# What do you think about the rock placement?



## nordg2 (Jul 24, 2017)

This is my first attempt at adding rocks to my 55 gal mbuna (demasoni, yellow lab, yellow tail acai) tank. I arranged this last night, so it is still a bit cloudy. I tried letting the rocks carefully fall in to try and get a natural look.

I would love some honest feedback about what you think, and any tips on things to change. I don't exactly have an eye for design.
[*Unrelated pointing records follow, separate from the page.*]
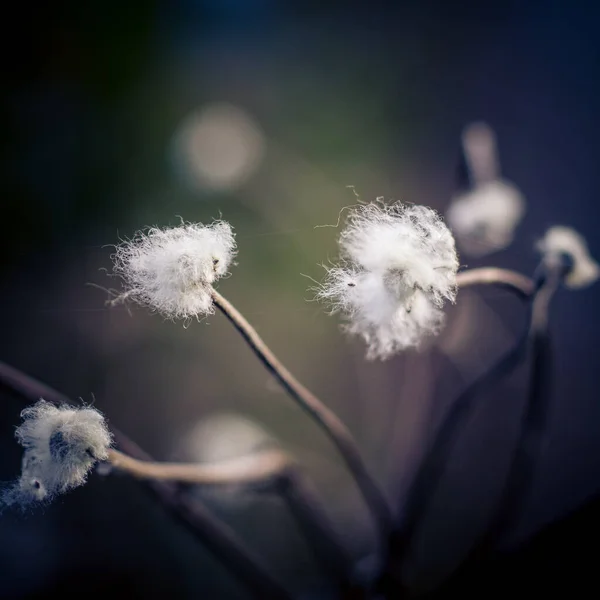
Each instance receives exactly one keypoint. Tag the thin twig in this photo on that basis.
(270, 470)
(433, 465)
(522, 285)
(213, 533)
(330, 423)
(261, 467)
(521, 471)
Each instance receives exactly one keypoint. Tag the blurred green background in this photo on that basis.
(125, 115)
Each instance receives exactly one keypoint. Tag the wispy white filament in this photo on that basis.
(560, 241)
(62, 444)
(171, 270)
(398, 268)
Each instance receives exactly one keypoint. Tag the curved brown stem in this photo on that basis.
(213, 533)
(270, 469)
(522, 285)
(433, 465)
(261, 467)
(327, 419)
(528, 448)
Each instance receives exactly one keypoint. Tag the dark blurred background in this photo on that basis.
(121, 115)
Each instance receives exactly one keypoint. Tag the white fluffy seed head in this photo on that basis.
(172, 270)
(484, 220)
(560, 241)
(62, 444)
(399, 267)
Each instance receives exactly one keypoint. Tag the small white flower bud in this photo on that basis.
(399, 267)
(484, 220)
(62, 444)
(172, 270)
(560, 241)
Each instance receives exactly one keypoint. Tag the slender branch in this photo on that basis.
(262, 467)
(329, 422)
(213, 533)
(522, 285)
(433, 465)
(521, 471)
(271, 470)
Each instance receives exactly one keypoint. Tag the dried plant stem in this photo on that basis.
(261, 467)
(533, 425)
(269, 471)
(330, 423)
(210, 531)
(433, 465)
(516, 282)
Note: I have a couple bigger rocks that didn't fit and some other small ones. But most of my medium size rocks are here.


----------



## caldwelldaniel26 (Jun 11, 2017)

Maybe pile a few more against the big rock on the right side, but other than that it's looking good far!


----------



## dakkon227 (Aug 4, 2017)

Nice! Great job so far. I think you can adjust the flat pieces in the middle. Because we are able to see a uniform thickness within the 4 flat pieces it doesn't feel as 'real'. Maybe add a rounder/thicker piece to visually break the uniformity? Similar to what you did with the larger pieces on the far left and right.


----------



## BlueSunshine (Jul 13, 2014)

We think it looks great!!! :thumb:


----------



## morrismorris (Mar 21, 2017)

It looks awesome! I like the color too. It gives a nice contrast.


----------



## nordg2 (Jul 24, 2017)

Thanks for all the replies and advice. I made some more changes and I'm feeling much better about it. Just wanted to share some pics.


----------



## caldwelldaniel26 (Jun 11, 2017)

Nice, you did a really good job and it does look better


----------



## kriskm (Dec 1, 2009)

This looks much better! Getting more natural.


----------



## MarkWaters (Jan 27, 2018)

The rock placement looks good :thumb: . I also like the plants that you added in the new pictures.


----------